State-run Indraprastha Gas (IGL) on Monday reported an almost 18 per cent decline y-o-y in its consolidated net profit at ₹454 crore in Q2 FY25 on account of higher cost of procuring natural gas.

The net profit of India’s largest compressed natural gas (CNG) distributor fell by 5 per cent on a sequential basis.

IGL posted a consolidated total income of ₹4,171 crore in Q2 FY25, compared to ₹3,694 crore in Q1 FY25 and ₹3,884 crore in Q2 FY24.

Its consolidated total expenses stood at ₹3,674 crore in Q2 FY25 compared to ₹3,428 crore in Q1 FY25 and ₹3,270 crore in Q2 FY24.

The Board has declared an interim dividend at the rate of 275 per cent, or ₹5.50 per share, IGL said.
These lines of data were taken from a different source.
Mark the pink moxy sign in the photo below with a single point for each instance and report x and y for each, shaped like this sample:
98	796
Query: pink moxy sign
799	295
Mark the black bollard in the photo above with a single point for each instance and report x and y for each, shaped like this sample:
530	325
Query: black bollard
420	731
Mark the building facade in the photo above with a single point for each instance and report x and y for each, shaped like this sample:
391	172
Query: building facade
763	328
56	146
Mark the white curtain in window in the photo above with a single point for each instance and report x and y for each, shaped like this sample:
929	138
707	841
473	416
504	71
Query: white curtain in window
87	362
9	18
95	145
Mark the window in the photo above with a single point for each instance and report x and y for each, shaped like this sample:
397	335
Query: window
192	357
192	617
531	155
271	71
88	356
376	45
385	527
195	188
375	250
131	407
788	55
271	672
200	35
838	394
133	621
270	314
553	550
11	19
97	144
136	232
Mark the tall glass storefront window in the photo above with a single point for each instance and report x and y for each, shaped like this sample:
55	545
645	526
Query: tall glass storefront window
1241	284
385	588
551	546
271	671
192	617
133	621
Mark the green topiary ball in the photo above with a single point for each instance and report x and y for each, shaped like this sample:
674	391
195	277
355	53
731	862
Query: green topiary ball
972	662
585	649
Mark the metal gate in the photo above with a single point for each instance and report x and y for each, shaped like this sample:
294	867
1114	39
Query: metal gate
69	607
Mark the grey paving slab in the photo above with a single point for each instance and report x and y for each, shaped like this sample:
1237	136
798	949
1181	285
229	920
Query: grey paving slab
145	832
IGL registered an overall sales volume growth of 9 per cent y-o-y with the average daily sale going up to 9.03 million standard cubic meters per day (MSCMD) in Q2 FY25 from 8.30 MSCMD.

Product wise, both CNG and piped natural gas (PNG) recorded sales volume growth of 9 per cent y-o-y in the second quarter of the current financial year.
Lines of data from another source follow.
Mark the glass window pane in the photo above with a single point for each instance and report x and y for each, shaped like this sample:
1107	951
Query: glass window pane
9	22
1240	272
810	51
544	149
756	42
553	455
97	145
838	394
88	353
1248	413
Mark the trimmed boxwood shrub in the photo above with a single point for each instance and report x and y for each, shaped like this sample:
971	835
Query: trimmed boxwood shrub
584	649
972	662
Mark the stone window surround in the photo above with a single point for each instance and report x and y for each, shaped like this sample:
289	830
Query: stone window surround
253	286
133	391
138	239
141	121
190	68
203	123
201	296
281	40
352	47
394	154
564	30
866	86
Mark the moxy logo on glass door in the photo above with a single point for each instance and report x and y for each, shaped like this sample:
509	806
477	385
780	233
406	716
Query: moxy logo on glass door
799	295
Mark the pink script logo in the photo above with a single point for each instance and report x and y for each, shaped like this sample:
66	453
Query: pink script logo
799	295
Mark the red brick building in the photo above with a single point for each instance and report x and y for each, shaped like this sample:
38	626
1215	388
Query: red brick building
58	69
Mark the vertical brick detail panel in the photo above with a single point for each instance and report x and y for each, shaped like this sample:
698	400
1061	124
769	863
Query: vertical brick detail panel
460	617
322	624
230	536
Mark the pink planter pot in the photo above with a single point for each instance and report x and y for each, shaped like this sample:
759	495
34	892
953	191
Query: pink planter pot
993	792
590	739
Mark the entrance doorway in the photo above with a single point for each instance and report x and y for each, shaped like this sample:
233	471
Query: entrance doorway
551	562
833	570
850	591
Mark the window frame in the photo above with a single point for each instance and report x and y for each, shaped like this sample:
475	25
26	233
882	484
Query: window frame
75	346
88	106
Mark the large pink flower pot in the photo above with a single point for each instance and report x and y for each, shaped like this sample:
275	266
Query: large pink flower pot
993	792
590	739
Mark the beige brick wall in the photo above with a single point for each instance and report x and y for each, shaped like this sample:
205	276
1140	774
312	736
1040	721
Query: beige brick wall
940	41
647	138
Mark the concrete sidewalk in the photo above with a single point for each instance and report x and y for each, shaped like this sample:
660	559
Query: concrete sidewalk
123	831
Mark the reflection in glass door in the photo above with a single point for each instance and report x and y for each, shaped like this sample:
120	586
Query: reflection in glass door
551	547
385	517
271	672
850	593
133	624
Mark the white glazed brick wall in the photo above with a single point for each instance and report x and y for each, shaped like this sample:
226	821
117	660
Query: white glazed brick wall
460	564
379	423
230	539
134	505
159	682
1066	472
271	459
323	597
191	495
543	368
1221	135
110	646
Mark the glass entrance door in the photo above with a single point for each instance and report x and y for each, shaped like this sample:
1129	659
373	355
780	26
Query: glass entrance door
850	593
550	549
Within PNG, while domestic PNG recorded sales volume growth of 12 per cent Y-o-Y in Q2 FY25, the sales volume in Industrial and Commercial sector grew by 11 per cent y-o-y.

“Accordingly, the total gross sales value during the quarter has moved to ₹4,069.83 crore as compared to ₹3,804.35 crore during the first quarter of FY25, thereby showing a growth of 7 per cent,” IGL said.

IGL operates City Gas Distribution (CGD) networks across 32 districts in eleven geographical areas (GAs) across the States of Delhi, Uttar Pradesh, Haryana and Rajasthan.